Don’t trust read counts (..and identify species based on the mitochondrial sequence)

Recently, we wanted to verify that the sample we have comes from the species we believe it comes from. Since mitochondrial sequences seem like a good marker for such analysis, I’ve written following script for PacBio data. Key parts of the script include:

blasr -nproc 63 -bestn 1 -sam -minPctIdentity 85 $reads_1 $reference_mitochondrion_genome -sa ${reference_mitochondrion_genome}.sa > $SAM    
I use blasr to report best hit for reads with at least 85 % identity.    
samtools view -bhS -F 4 -q 0 $SAM > $BAM    
I remove unmapped reads and reads with lower MAPQ quality than 30. Later I also remove all supplementary alignments (-F 2048) and then I simply output species with the highest number of the reads.  
In the complementary analysis, I retrieve all reads mapping to my mitochondrial reference from the previous step and use blastn to identify species with the best hits. I only keep alignments longer than 1,000 bp and percentage identity of at least 85 %.

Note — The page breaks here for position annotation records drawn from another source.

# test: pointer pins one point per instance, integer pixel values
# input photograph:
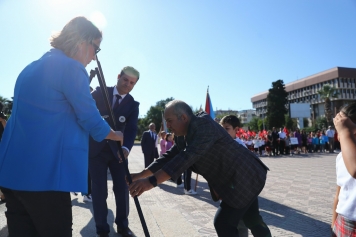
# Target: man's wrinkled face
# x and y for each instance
(125, 84)
(152, 126)
(178, 126)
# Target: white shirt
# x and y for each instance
(282, 134)
(240, 142)
(330, 133)
(347, 196)
(115, 92)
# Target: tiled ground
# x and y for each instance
(296, 201)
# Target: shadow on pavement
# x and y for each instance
(89, 229)
(290, 219)
(308, 155)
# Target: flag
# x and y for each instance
(208, 106)
(164, 124)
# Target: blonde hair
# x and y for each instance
(77, 30)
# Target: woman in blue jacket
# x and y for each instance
(44, 148)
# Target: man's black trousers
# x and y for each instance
(38, 214)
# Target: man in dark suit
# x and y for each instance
(235, 175)
(148, 144)
(103, 155)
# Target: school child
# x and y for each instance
(249, 144)
(309, 143)
(293, 147)
(344, 214)
(287, 145)
(322, 143)
(256, 144)
(316, 142)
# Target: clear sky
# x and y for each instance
(180, 47)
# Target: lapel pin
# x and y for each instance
(122, 119)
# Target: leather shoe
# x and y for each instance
(103, 235)
(125, 232)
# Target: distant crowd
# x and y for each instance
(285, 142)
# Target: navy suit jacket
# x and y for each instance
(148, 144)
(128, 109)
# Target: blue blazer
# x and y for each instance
(45, 143)
(126, 117)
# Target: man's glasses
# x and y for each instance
(96, 48)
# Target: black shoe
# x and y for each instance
(103, 235)
(126, 232)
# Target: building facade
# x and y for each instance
(245, 116)
(306, 91)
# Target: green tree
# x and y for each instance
(154, 115)
(321, 123)
(326, 93)
(276, 104)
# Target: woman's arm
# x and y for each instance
(336, 201)
(347, 130)
(3, 122)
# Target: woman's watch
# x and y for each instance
(153, 180)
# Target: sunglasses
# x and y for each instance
(96, 48)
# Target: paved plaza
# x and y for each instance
(296, 201)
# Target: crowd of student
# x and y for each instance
(287, 142)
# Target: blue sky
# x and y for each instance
(237, 48)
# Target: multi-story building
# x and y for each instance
(229, 111)
(245, 116)
(306, 91)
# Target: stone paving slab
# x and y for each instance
(296, 201)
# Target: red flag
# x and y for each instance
(208, 105)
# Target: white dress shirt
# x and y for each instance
(115, 92)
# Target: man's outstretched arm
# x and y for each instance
(144, 184)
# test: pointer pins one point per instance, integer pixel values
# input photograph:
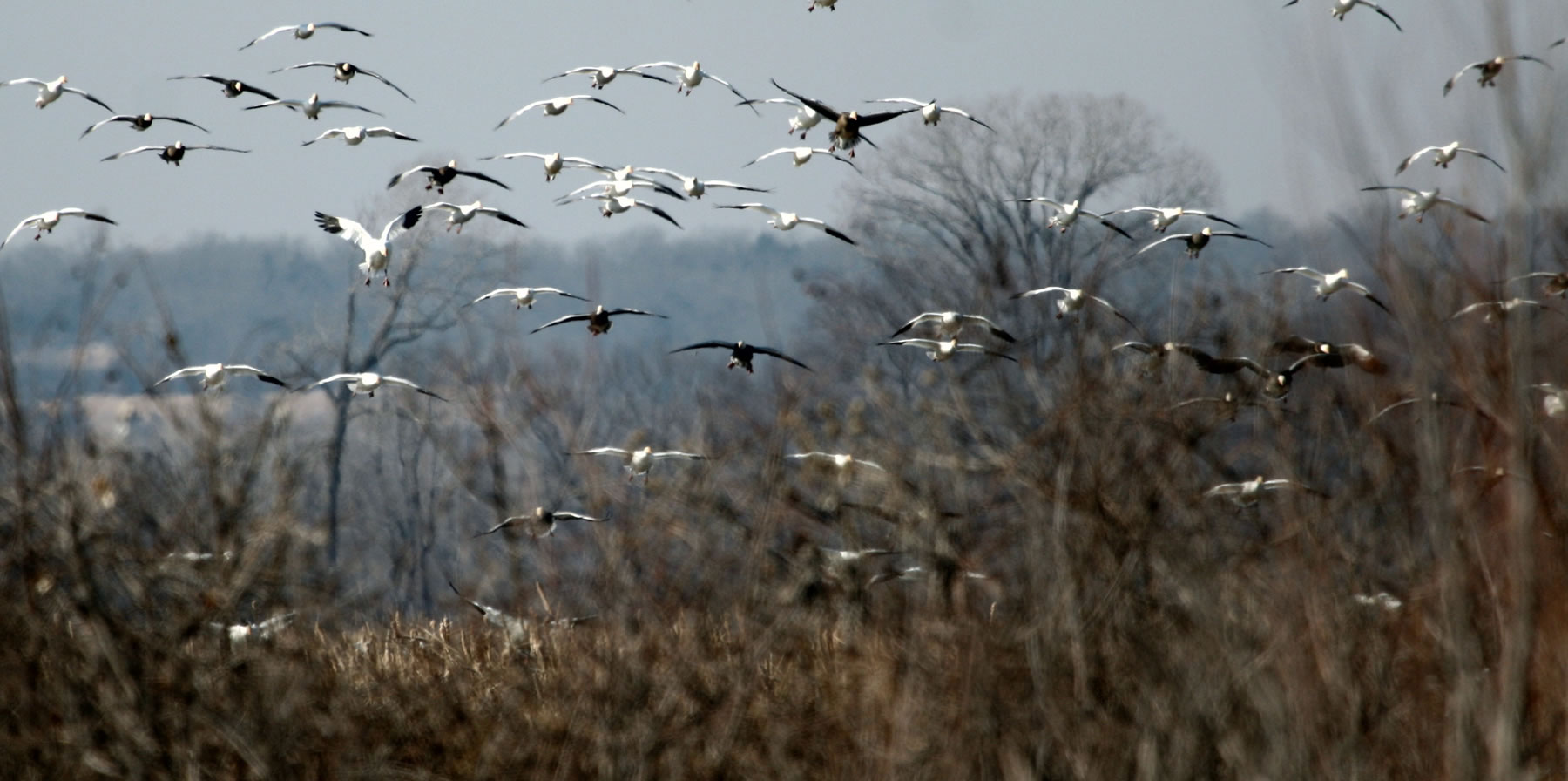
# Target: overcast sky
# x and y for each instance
(1285, 101)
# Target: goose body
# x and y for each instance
(215, 375)
(376, 248)
(47, 221)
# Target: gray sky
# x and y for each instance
(1283, 101)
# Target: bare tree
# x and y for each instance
(944, 195)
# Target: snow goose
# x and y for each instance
(541, 521)
(215, 375)
(1248, 492)
(1330, 355)
(172, 153)
(368, 383)
(314, 105)
(1344, 7)
(139, 123)
(441, 176)
(1421, 201)
(1197, 241)
(1444, 154)
(598, 320)
(376, 248)
(695, 187)
(1554, 402)
(946, 349)
(932, 113)
(803, 119)
(950, 323)
(1073, 300)
(1497, 311)
(1328, 284)
(46, 221)
(345, 72)
(524, 295)
(601, 76)
(51, 92)
(1490, 70)
(740, 353)
(1068, 214)
(231, 86)
(642, 460)
(356, 135)
(462, 214)
(554, 107)
(552, 162)
(615, 204)
(692, 76)
(801, 156)
(306, 31)
(846, 125)
(789, 220)
(841, 461)
(1166, 217)
(1556, 281)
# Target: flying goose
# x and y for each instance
(1073, 300)
(615, 204)
(139, 123)
(601, 76)
(1247, 492)
(1166, 217)
(1197, 241)
(846, 126)
(215, 375)
(231, 86)
(345, 72)
(306, 31)
(554, 107)
(1556, 400)
(695, 187)
(524, 295)
(789, 220)
(541, 521)
(46, 221)
(462, 214)
(598, 320)
(950, 323)
(1490, 70)
(355, 135)
(932, 113)
(803, 119)
(801, 156)
(1444, 154)
(552, 162)
(742, 353)
(376, 249)
(172, 153)
(1068, 214)
(1556, 281)
(1344, 7)
(441, 176)
(1421, 201)
(1497, 311)
(642, 460)
(946, 349)
(692, 76)
(368, 383)
(314, 105)
(841, 461)
(1330, 355)
(51, 92)
(1328, 284)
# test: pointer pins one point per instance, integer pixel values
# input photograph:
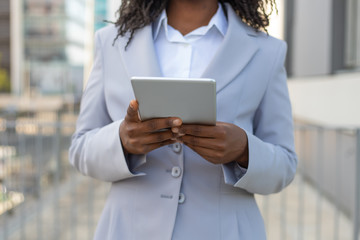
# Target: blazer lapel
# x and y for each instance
(140, 57)
(236, 50)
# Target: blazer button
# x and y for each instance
(177, 147)
(176, 172)
(181, 198)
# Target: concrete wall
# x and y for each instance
(311, 45)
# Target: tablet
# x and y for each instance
(191, 99)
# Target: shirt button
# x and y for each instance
(176, 172)
(181, 198)
(177, 147)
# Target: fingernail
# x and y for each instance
(177, 122)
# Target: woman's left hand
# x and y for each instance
(219, 144)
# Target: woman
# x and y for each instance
(191, 181)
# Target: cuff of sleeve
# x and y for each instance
(258, 151)
(107, 154)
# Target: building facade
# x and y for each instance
(48, 47)
(323, 36)
(4, 46)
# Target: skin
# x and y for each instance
(219, 144)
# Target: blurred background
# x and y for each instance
(46, 51)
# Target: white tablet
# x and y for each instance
(191, 99)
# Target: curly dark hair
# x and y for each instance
(136, 14)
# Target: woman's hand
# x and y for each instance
(139, 137)
(219, 144)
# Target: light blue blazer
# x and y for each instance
(173, 193)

Does this seem like too much work for too little gain? Not really. For our sample, if I wouldn’t do all the quality filtering, I would end up with the wrong answer. Why?

I have a list of thousands of species. What if I told you that over 5,000 reads mapped to species B, whereas all other species had much, much lower read counts (more than an order of the magnitude lower). If species A has less than 200 reads, is there any doubt that we are indeed looking at species B? There shouldn’t be, right?

Let’s look at the plots:

species A

Screen Shot 2015-10-23 at 2.12.41 PM

All parts of the mitochondrial genome of species A are covered, although the reads do look noisy, which is completely fine since we are looking at PacBio long reads. Now let’s look at species B:

Screen Shot 2015-10-23 at 2.30.47 PM

 

Interesting, huh? All these abundant reads map only to one single region of the mitochondrial genome (circled in the red). Here is the closer view of that region:

Screen Shot 2015-10-23 at 2.18.20 PM

The take home message from this is that it’s simply not enough to look only at read counts.

Let me show you another plot with mapping qualities:

Screen Shot 2015-10-23 at 2.20.31 PM

And now another with template length TLEN, which is 9th column in SAM format.

Screen Shot 2015-10-23 at 2.22.16 PM

Please note that the Y axis is cut because otherwise it would go to the roof and we wouldn’t see blue histogram which is what we are interested in.

Don’t trust the read counts. Always examine the data visually and check for the mapping quality, alignment lengths, etc. As I showed at the beginning of this post, even adding very simple quality filters already helps us get it right and identify the species correctly:)

So let us finish with the introductory sentence:

Don’t trust read counts – always look at the data!